You can find the tasks and their solutions here.
The Award Ceremony
The tension at the award ceremony was, as always, almost unbearable. Bar charts shot upward – and this year they climbed higher than ever before!
Fifth place went to the Cylindrical Penguins with 19.25 points, boasting the best result on the Silicon Wall problem. Penguins. Cylindrical. Strange that they’re actually allowed to study at the University of Vienna.
Just waddling past the penguins, The Misfits narrowly missed the podium with a strong 19.75 points. The team, which had only met on the day of the competition – assembled from individual registrations – managed to achieve the second-best result of the entire field on the Radiation problem. The name seems somewhat ill-fitting in hindsight, as they turned out to work rather well together.
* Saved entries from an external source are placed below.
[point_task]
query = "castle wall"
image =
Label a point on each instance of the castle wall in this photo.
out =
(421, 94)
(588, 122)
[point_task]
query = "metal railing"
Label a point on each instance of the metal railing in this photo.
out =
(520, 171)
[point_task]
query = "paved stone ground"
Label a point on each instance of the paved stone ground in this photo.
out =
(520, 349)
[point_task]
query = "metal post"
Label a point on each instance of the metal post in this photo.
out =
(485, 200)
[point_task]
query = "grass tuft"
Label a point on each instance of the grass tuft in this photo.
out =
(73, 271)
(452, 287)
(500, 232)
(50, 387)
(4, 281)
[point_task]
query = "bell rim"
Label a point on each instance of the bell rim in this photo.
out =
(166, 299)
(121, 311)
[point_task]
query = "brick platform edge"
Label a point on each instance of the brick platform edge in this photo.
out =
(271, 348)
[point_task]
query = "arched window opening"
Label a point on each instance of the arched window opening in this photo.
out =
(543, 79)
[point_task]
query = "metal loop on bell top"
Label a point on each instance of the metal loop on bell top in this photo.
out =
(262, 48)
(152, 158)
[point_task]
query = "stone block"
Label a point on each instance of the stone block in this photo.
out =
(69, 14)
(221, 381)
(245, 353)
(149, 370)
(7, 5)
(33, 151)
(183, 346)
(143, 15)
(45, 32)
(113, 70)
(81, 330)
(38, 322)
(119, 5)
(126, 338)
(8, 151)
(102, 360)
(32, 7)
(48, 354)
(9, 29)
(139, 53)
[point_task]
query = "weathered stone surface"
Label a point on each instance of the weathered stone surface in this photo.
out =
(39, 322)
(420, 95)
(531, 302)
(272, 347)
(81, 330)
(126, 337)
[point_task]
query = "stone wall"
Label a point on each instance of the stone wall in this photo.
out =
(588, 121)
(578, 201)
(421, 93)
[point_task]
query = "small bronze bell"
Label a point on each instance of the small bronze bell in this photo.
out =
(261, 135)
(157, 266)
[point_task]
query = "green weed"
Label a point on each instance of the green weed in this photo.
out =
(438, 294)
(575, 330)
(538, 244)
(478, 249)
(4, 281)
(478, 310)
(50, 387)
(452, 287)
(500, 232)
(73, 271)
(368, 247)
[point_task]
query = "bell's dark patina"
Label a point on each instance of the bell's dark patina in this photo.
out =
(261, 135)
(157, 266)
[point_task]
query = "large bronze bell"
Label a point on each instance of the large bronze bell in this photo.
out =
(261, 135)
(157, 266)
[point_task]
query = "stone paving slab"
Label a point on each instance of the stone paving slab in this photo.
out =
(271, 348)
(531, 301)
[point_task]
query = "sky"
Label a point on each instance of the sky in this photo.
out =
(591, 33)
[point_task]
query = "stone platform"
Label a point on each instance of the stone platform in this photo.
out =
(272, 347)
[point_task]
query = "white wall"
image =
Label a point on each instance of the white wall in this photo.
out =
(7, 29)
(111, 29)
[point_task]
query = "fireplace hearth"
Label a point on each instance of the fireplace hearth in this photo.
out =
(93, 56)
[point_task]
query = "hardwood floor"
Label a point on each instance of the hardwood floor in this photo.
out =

Third place went to Lost in Phase Space with 20 points. Apparently not quite as lost as the name suggests, since they scored points on 6 out of 7 problems. The night from Saturday to Sunday was evidently a long one – at the Sunday award ceremony, some of them did look genuinely rather lost.
Now things get serious. The top two teams travel to the international final in Eindhoven. Drumroll… Second place went to Wirbelfrei with an impressive 36.25 points! Congratulations – you’re going to Eindhoven! Originally only a team of three, Wirbelfrei took on the one healthy member of a TU Vienna team weakened by illness – or was it the celebrations the evening before? – at the last moment. This seems to have paid off, as the Graphene Barrier posed no barrier to them, and they also scored the most points on the Neutrino Oscillations problem. With that, they left all the other teams behind.
All the other teams? No! A team populated by indomitable Grazers refused to stop resisting. The winning team. Named after the great Viennese himself – and therefore somehow predestined for a victory in Vienna. Ludwig’s Boltzmänner. With top performances in Quantum Sensing, Triple Trouble and Radiation of Accelerated Charges, they claimed victory with 39.25 points. Congratulations – first place and a spot in Eindhoven are well deserved!
The Professors’ Team
What would PLANCKS Austria be without the professors’ team? This year, Graz professor Enrico Arrigoni was joined by Viennese professor Harald Steinacker. Once the dust, stirred up by four hours of concentrated calculation, had settled, the verdict was clear. Quantum Sensing, Graphene Barrier and Neutrino Oscillations lay defeated on the ground, and the Radiation of Accelerated Charges problem had its pocket money taken away. 47 points – the students were beaten once again. That stings. Arrigoni and Steinacker demonstrated, politely but mercilessly, that decades of experience do make a difference, and why they’re the ones allowed to write on the board at the front of the room.
The Elephant in the Room: the AI
Well. ChatGPT scored 128 out of 131 possible points. The silver lining: ChatGPT uses the internet, the sneaky cheat. A fairer comparison is provided by the locally running AI of PAULI member Hannes. After two hours of computation time and a hefty electricity bill, it reached 57.75 points – putting it above even the professors’ team. Beatable.
Outlook 2027
We’ll be back next year. Whether in Vienna, Graz, or somewhere in between – we’ll decide once we’ve recovered from this weekend. What we can promise: the problems will once again be instructive and fascinating, and there will be more rolls. Well, that last part might be a lie.
Until then, do as the AI does: train. The professors probably are too.